The old man stood in the doorway, under the flag that hung limply from its pole. His fingers twitched as they grasped the letter in his hand. He glared through his long eyebrows like an angry animal.
“Kill the Copperhead!” someone shouted and an arm shot out to grasp the old man.
“Stop!” David cried. He struggled to fight his way to Hinch, but the old man, maddened out of all reason, raised his club above his head. It caught in the edge of the flag above his head and he uttered a curse—not at the flag, not at his tormentors, but at war and all war had done to him. The knotted end of the club caught the margin of the flag and tore the weather-rotten fabric.
Those in front had stepped back before the menace of the raised club, but one man stood his ground. He held a pistol in his hand and as the flag parted he leveled the weapon at the old man's head and calmly and in cold blood pulled the trigger.
“That's how we treat a Copperhead!” he cried, and the old man, a bullet hole in his forehead, fell forward at his feet.
You will not find a word regarding the murder in the Riverbank Eagle of that period. They hustled the murderer out of town until it was safe for him to return; indeed, he was never in any danger. The matter was hushed up; but few knew old Hinch. It was an “incident of the war.” But David, breaking through the crowd one moment too late, dropped to his knees beside the old man's dead body and raised his head while Benedict made the hurried examination. Some members of the crowd stole away, but other men came running, from all directions and, standing beside the dead man, David told them why old Hinch had damned the war and why he hated it—not because he was a Copperhead but because one son and then another had been taken from life by it—one son killed by a stray Confederate bullet and the other shot while serving in the Union army. He made no plea for himself; it was enough that he told them that old Hinch was not a Copperhead but a grief-maddened father. As he ended Benedict handed him the letter that had slipped from the old man's hand as he fell. It bore the army frank and was from the colonel of a Kentucky regiment. There was only a few lines, but they told that old Hinch's oldest son, the last of his three boys, had fallen bravely in battle. It was with this new grief in his mind that the old man had stepped out to confront his tormentors.
David read the letter, his clear voice carrying beyond the edges of the crowd, and when he finished he said, “We will pray for one who died in anger,” and on the step of the post office and face to face with those who but a few minutes before would have driven him from the town in disgrace, he prayed the prayer that made him the best-loved man in Riverbank.
Some of our old men still talk of that prayer and liken it to the address Lincoln made at Gettysburg.

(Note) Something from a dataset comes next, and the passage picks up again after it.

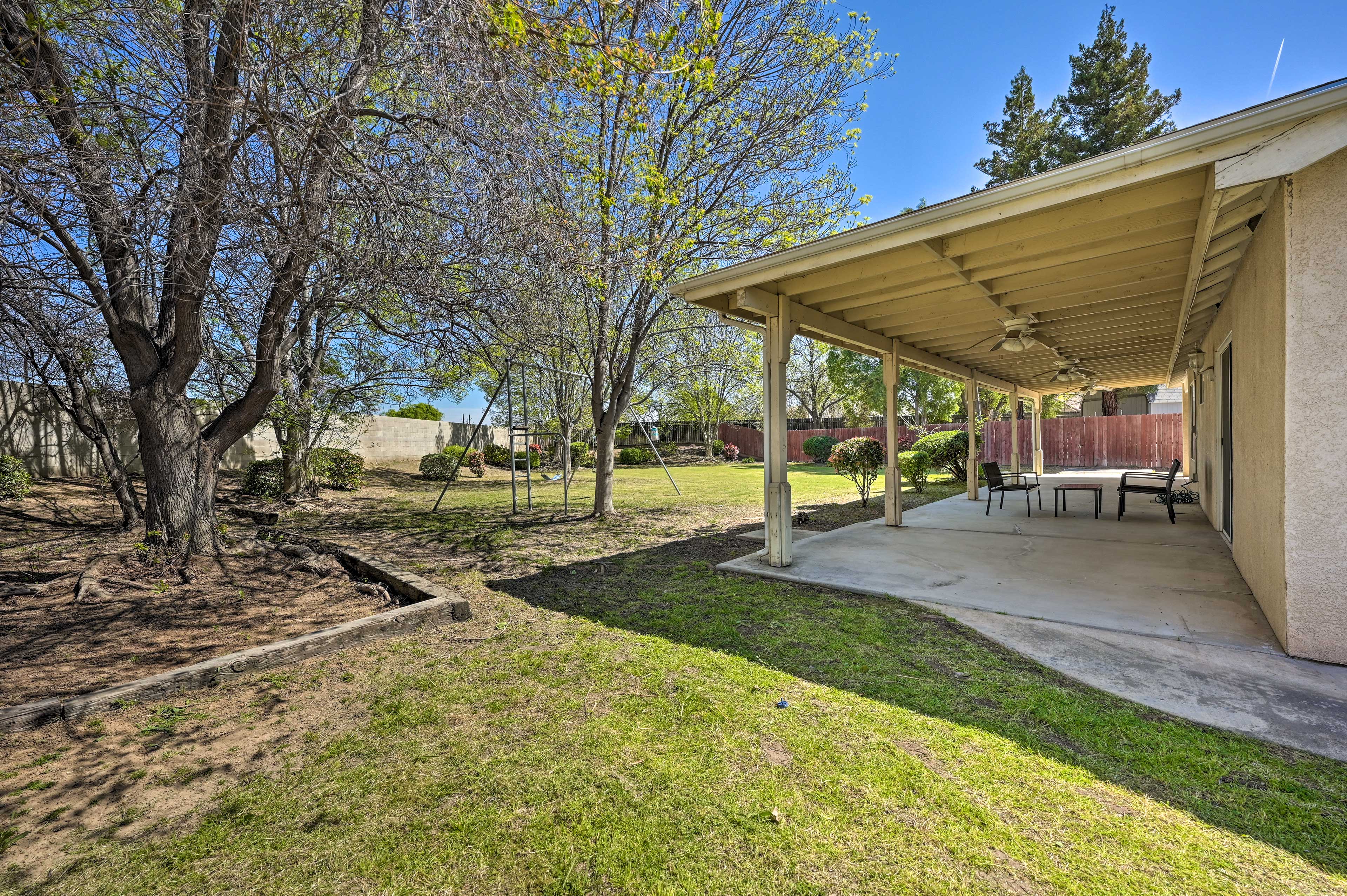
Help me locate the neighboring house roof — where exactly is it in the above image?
[672,80,1347,392]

It was never written down and we can never know David's words, but those who heard knew they were listening to a real man speaking to a real God, and they never doubted David again.

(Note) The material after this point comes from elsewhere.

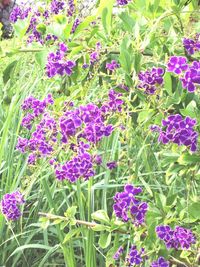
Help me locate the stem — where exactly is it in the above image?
[38,212,130,236]
[42,179,74,267]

As David raised his head at the close he saw Mary Wiggett and her father in their carriage at the far edge of the crowd, that filled the street. Mary half arose and turned her face toward David, but old Wiggett drove on, and, while hands now willing raised the body of old Hinch, David crossed the street to where 'Thusia Fragg was waiting for him.
When old Sam Wiggett drove away from in front of the post office, little imagining David had just counteracted all the baseless gossip that had threatened him, Mary placed her hand on his arm and urged him to turn back, but cold common sense urged him to drive on. He did not want to be known as having seen any of the tragedy, for he did not relish having to enter a witness chair. Had he turned back as Mary wished David's whole life might have been different, and certainly his end would have been.